Governor John Rankin signed the Domestic Partnership Act into law Wednesday reversing the rights of same-sex partners to wed. The legislation allows any couple to enter into a domestic partnership and gives same-sex couples similar rights to those enjoyed by opposite-sex couples. But such partnerships will not be legally recognized as “marriage.”
“The Act is intended to strike a fair balance between two irreconcilable groups in Bermuda, by restating that marriage must be between a male and a female while at the same time recognizing and protecting the rights of same-sex couples,” the governor’s office said in a statement posted to its website.
The act passed Bermuda’s House and Senate by wide margins in December. A 2016 referendum found nearly 69 percent of Bermudians oppose same-sex marriage.
The British government condemned the move but said it could not rightfully intervene to block the legislation. British Prime Minister Theresa May was “seriously disappointed” by the decision, a spokesperson told the Associated Press.
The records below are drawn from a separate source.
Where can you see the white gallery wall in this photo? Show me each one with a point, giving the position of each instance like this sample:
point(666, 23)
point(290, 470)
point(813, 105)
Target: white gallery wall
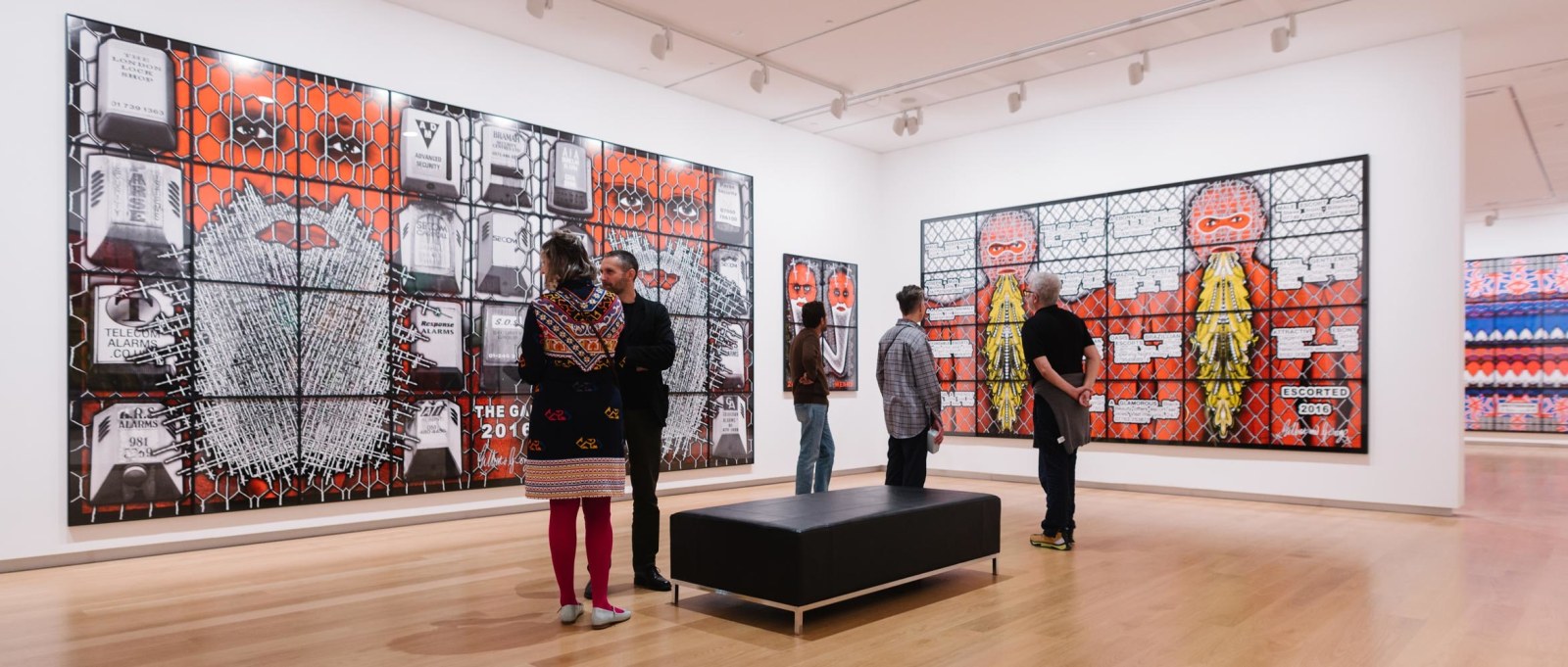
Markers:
point(1399, 104)
point(1517, 232)
point(812, 196)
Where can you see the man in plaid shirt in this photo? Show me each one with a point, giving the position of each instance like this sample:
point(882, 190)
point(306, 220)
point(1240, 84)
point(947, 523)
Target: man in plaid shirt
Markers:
point(911, 397)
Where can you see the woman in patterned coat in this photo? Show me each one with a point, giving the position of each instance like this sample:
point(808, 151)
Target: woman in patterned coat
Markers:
point(574, 452)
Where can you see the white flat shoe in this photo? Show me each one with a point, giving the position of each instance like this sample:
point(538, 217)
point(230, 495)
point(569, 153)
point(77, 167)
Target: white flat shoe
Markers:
point(606, 617)
point(571, 612)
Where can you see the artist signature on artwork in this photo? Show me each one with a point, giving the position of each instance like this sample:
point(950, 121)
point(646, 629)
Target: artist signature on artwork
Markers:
point(1340, 436)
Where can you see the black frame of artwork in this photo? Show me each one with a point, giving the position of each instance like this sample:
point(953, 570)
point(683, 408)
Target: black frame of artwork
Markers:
point(1361, 308)
point(310, 162)
point(852, 378)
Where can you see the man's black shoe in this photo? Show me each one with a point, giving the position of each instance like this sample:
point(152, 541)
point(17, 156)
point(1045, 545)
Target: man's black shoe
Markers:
point(651, 580)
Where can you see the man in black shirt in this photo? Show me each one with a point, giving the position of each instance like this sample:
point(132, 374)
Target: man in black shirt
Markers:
point(647, 350)
point(1063, 365)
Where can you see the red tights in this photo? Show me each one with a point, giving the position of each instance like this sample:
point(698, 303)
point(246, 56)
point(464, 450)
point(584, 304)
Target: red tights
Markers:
point(564, 547)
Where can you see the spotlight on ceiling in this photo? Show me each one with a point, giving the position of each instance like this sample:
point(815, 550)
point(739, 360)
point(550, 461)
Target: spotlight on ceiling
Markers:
point(663, 42)
point(1280, 38)
point(836, 109)
point(760, 78)
point(1136, 71)
point(1015, 101)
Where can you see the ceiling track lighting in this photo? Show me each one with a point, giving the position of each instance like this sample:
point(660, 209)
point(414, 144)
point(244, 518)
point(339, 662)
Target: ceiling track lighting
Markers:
point(663, 42)
point(760, 77)
point(839, 105)
point(1015, 101)
point(1136, 71)
point(906, 124)
point(1280, 38)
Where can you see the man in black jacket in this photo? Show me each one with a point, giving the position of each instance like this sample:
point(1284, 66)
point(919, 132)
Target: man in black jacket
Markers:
point(647, 350)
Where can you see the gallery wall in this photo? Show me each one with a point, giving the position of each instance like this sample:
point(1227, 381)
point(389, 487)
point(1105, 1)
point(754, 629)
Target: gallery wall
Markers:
point(446, 63)
point(1407, 118)
point(1517, 232)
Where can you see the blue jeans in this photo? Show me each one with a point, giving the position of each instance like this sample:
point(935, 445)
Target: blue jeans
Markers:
point(815, 448)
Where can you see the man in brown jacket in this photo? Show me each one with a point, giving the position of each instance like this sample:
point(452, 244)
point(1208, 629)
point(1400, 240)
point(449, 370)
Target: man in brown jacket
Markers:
point(811, 402)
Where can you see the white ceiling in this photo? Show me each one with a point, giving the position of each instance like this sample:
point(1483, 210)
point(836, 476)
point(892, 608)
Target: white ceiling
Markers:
point(958, 60)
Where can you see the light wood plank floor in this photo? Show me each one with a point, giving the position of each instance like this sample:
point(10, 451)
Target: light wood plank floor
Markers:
point(1156, 581)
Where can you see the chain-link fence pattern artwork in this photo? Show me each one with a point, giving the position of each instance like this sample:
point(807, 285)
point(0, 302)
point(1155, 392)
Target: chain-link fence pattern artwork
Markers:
point(1230, 311)
point(292, 288)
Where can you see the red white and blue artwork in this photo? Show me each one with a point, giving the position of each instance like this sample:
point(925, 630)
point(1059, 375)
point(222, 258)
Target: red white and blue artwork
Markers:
point(1517, 343)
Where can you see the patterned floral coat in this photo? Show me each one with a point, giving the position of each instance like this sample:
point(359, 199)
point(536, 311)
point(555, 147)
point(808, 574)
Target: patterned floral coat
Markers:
point(574, 447)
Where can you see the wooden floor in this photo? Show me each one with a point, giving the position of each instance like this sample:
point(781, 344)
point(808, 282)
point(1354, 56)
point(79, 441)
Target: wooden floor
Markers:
point(1156, 581)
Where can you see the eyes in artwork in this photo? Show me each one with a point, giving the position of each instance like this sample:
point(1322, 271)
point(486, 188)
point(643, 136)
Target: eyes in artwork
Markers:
point(1211, 224)
point(632, 199)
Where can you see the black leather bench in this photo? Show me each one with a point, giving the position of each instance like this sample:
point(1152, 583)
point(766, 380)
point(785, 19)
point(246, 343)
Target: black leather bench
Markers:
point(805, 551)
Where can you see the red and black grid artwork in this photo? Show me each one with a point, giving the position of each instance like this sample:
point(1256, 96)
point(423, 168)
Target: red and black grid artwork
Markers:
point(292, 288)
point(1230, 310)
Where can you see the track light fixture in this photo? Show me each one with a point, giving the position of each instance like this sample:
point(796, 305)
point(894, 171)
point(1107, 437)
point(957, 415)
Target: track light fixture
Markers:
point(1280, 38)
point(663, 42)
point(906, 124)
point(1015, 101)
point(760, 78)
point(1136, 71)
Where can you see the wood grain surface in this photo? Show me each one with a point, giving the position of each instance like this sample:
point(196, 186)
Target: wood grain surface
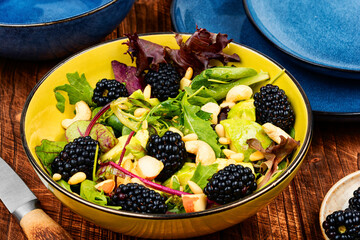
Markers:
point(334, 153)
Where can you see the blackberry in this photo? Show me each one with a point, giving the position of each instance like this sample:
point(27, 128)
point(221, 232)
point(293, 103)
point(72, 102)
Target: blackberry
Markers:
point(77, 156)
point(342, 225)
point(165, 82)
point(170, 150)
point(108, 90)
point(230, 184)
point(134, 197)
point(223, 114)
point(272, 106)
point(354, 202)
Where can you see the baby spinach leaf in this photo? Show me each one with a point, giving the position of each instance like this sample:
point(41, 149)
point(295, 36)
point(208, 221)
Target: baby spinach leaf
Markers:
point(218, 90)
point(89, 192)
point(47, 152)
point(202, 175)
point(60, 101)
point(224, 74)
point(78, 89)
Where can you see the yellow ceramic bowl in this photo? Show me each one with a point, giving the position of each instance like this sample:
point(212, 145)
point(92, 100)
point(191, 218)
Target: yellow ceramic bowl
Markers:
point(41, 120)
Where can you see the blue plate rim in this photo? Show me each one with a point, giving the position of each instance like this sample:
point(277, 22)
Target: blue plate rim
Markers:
point(61, 20)
point(303, 60)
point(318, 115)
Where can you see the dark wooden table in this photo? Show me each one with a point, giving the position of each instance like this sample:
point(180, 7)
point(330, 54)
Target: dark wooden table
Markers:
point(334, 153)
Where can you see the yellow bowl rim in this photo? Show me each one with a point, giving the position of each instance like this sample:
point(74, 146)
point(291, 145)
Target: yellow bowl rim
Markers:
point(293, 165)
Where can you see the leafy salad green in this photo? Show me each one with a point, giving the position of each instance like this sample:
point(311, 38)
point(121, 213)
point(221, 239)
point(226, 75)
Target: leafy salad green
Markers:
point(123, 135)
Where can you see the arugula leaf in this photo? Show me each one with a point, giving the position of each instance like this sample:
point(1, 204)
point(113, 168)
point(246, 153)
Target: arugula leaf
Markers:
point(47, 152)
point(60, 102)
point(204, 115)
point(202, 175)
point(194, 124)
point(225, 74)
point(78, 89)
point(89, 192)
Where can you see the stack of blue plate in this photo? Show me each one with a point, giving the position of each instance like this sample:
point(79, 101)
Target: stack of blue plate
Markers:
point(316, 41)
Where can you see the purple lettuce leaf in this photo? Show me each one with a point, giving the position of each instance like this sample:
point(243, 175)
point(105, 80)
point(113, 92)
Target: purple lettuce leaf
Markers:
point(127, 74)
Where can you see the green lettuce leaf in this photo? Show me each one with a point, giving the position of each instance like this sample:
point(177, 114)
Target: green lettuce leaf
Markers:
point(78, 89)
point(194, 124)
point(47, 152)
point(89, 192)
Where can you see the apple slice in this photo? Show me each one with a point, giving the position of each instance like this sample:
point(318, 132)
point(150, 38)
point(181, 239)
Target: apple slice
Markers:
point(107, 186)
point(194, 202)
point(149, 167)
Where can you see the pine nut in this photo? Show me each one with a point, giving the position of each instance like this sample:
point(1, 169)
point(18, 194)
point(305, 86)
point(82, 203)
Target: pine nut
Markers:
point(147, 92)
point(224, 141)
point(220, 130)
point(238, 157)
point(77, 178)
point(56, 177)
point(190, 137)
point(173, 129)
point(196, 189)
point(255, 156)
point(228, 152)
point(140, 112)
point(189, 72)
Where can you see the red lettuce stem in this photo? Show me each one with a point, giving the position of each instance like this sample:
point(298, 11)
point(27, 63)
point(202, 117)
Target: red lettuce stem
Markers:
point(126, 143)
point(96, 117)
point(149, 183)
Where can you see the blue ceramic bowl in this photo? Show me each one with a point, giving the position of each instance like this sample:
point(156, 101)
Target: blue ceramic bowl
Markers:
point(49, 29)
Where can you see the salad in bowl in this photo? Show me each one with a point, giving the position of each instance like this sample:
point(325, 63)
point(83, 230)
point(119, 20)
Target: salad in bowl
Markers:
point(166, 132)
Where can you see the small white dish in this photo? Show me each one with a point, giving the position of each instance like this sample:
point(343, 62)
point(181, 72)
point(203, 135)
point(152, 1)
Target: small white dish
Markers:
point(337, 198)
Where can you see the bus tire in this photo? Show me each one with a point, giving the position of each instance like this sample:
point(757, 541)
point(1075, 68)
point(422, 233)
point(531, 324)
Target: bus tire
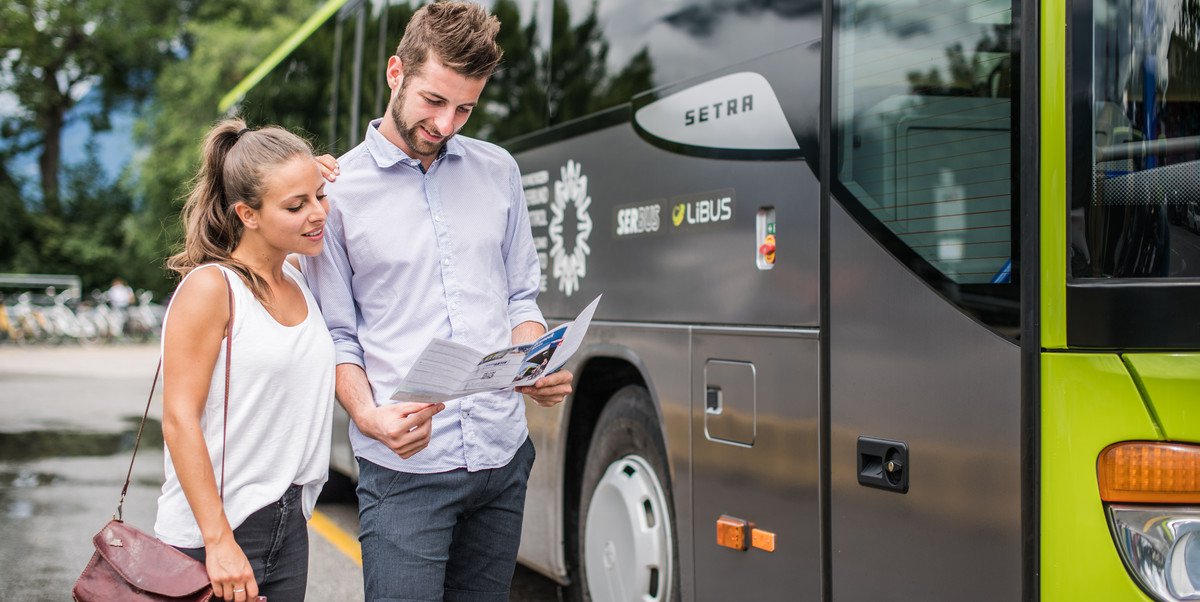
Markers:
point(624, 535)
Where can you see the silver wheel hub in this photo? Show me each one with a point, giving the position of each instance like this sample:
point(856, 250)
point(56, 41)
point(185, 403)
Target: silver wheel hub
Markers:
point(628, 535)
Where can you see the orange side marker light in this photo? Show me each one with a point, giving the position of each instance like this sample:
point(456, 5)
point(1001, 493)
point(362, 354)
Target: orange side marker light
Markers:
point(1150, 471)
point(762, 540)
point(731, 533)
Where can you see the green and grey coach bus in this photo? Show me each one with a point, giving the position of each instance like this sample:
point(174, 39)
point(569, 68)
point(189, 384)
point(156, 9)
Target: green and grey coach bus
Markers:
point(901, 296)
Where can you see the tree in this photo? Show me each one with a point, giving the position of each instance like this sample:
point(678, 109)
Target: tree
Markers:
point(58, 50)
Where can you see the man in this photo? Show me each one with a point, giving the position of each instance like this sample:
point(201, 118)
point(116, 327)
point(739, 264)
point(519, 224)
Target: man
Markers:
point(429, 236)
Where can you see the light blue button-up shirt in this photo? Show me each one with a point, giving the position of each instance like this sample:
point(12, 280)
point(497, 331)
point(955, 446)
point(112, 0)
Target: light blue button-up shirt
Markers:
point(413, 254)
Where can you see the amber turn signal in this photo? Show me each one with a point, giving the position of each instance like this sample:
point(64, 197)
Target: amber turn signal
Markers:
point(1150, 473)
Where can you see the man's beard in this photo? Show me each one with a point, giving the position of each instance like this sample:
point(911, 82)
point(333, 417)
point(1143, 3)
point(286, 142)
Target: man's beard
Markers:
point(418, 145)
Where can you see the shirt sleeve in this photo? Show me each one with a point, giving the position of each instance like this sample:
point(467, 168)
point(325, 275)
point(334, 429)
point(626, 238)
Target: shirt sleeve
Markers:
point(521, 258)
point(329, 277)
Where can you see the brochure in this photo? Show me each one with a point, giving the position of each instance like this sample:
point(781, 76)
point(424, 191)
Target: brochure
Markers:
point(447, 369)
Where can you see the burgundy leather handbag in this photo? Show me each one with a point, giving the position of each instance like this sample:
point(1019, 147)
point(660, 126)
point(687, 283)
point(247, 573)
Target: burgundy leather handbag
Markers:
point(132, 565)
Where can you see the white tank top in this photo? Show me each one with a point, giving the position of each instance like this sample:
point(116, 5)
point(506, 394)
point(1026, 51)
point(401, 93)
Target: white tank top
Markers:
point(281, 404)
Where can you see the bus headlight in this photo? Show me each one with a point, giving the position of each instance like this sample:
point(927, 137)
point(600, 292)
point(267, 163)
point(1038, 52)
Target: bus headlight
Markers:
point(1152, 494)
point(1161, 546)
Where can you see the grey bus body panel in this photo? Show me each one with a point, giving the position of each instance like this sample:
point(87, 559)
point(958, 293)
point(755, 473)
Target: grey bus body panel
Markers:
point(906, 366)
point(684, 302)
point(769, 393)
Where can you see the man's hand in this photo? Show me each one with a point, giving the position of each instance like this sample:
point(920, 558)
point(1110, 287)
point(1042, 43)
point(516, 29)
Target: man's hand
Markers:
point(405, 427)
point(550, 390)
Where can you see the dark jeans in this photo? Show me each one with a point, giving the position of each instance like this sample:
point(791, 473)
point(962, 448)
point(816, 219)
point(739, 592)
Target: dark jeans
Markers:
point(449, 536)
point(275, 540)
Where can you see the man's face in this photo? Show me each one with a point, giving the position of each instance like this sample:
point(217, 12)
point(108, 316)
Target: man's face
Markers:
point(430, 107)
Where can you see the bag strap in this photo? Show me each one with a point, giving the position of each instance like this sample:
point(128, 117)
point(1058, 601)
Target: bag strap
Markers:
point(145, 414)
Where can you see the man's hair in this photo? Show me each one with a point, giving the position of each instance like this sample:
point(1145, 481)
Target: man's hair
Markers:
point(461, 35)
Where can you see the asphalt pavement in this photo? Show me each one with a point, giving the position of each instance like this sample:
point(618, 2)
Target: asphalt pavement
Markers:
point(67, 420)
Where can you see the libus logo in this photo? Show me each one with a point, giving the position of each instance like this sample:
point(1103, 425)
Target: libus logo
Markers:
point(570, 192)
point(702, 211)
point(678, 212)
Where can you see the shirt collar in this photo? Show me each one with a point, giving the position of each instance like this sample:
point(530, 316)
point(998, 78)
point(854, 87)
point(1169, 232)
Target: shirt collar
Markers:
point(388, 154)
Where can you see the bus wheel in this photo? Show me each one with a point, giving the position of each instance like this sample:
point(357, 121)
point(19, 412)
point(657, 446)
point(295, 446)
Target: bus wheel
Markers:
point(625, 525)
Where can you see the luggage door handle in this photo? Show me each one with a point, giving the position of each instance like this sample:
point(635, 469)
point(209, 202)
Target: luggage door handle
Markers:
point(883, 464)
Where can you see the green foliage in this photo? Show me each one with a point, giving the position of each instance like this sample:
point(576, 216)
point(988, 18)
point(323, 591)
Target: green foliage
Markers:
point(55, 50)
point(222, 50)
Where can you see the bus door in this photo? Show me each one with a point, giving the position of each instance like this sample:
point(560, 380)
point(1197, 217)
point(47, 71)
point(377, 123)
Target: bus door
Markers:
point(754, 314)
point(924, 365)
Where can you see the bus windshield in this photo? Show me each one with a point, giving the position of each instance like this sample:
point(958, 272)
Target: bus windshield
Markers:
point(1135, 205)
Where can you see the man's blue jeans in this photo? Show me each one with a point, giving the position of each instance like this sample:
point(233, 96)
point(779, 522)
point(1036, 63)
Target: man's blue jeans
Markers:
point(449, 536)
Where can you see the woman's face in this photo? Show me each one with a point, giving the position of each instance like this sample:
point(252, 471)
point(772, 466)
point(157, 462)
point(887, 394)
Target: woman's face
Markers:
point(292, 217)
About a half-dozen same-sex couples married in the months after the practice was legalized on the small island of approximately 65,000. Those unions will continue to be recognized under the law, the governor’s office said.
Gay-rights groups around the world blasted the move as a step in the wrong direction for equality.
Ty Cobb, director of Human Rights Campaign Global, said the legislation “strips loving same-sex couples of the right to marry and jeopardizes Bermuda’s international reputation and economy.”
“Despite this deplorable action, the fight for marriage equality in Bermuda will continue until the day when every Bermudian is afforded the right to marry the person they love,” Mr. Cobb said in a statement.